Indonesia’s economic growth held above 6 percent for an eighth quarter as domestic consumption and rising investment countered an export slump, reducing the need for the country’s central bank to cut interest rates.
GDP rose 6.17 percent in the three months ended on Sept. 30 from a year earlier, the Indonesian Central Bureau of Statistics said in Jakarta yesterday. That compares with a 6.37 percent gain reported previously for the second quarter and matched the median estimate of 16 economists surveyed by Bloomberg News.
Policymakers in Southeast Asia’s biggest economy have avoided adding to a February rate cut even as neighbors from Thailand to the Philippines extended monetary easing to counter faltering global growth. Indonesian President Susilo Bambang Yudhoyono has pledged to build more highways, airports and ports to improve infrastructure, and meet an average growth target of 6.6 percent by the end of his second term in 2014.
The rupiah eased 0.2 percent to 9,630 per US dollar. It has fallen more than 6 percent this year, the biggest decline among the 11 most-traded Asian currencies tracked by Bloomberg.
The rupiah’s decline this year has boosted import costs and helped push inflation to a 13-month high last month, reducing the scope for monetary easing.
“The rupiah’s weakness will likely deter near-term rate cuts,” Moody’s Analytics economist Fred Gibson said in Sydney before the report.
“Higher government spending over the last year has curbed the need for aggressive monetary stimulus measures, a trend that should persist unless global economic conditions deteriorate,” he added.
Indonesia’s exports fell 9.4 percent in September from a year earlier, a report showed last week, the sixth straight month of decline.

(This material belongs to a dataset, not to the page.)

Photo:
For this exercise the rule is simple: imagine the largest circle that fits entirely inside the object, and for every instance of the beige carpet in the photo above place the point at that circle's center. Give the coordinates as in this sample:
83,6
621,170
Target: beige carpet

Consumer prices climbed 4.61 percent last month from a year earlier.
Still, domestic investment in the third quarter climbed 33 percent and foreign direct investment advanced 22 percent from a year earlier, government data showed last month.
“Expansion remains robust as investment and domestic demand increased,” PT Bahana Securities economist Arga Samudro said before the report.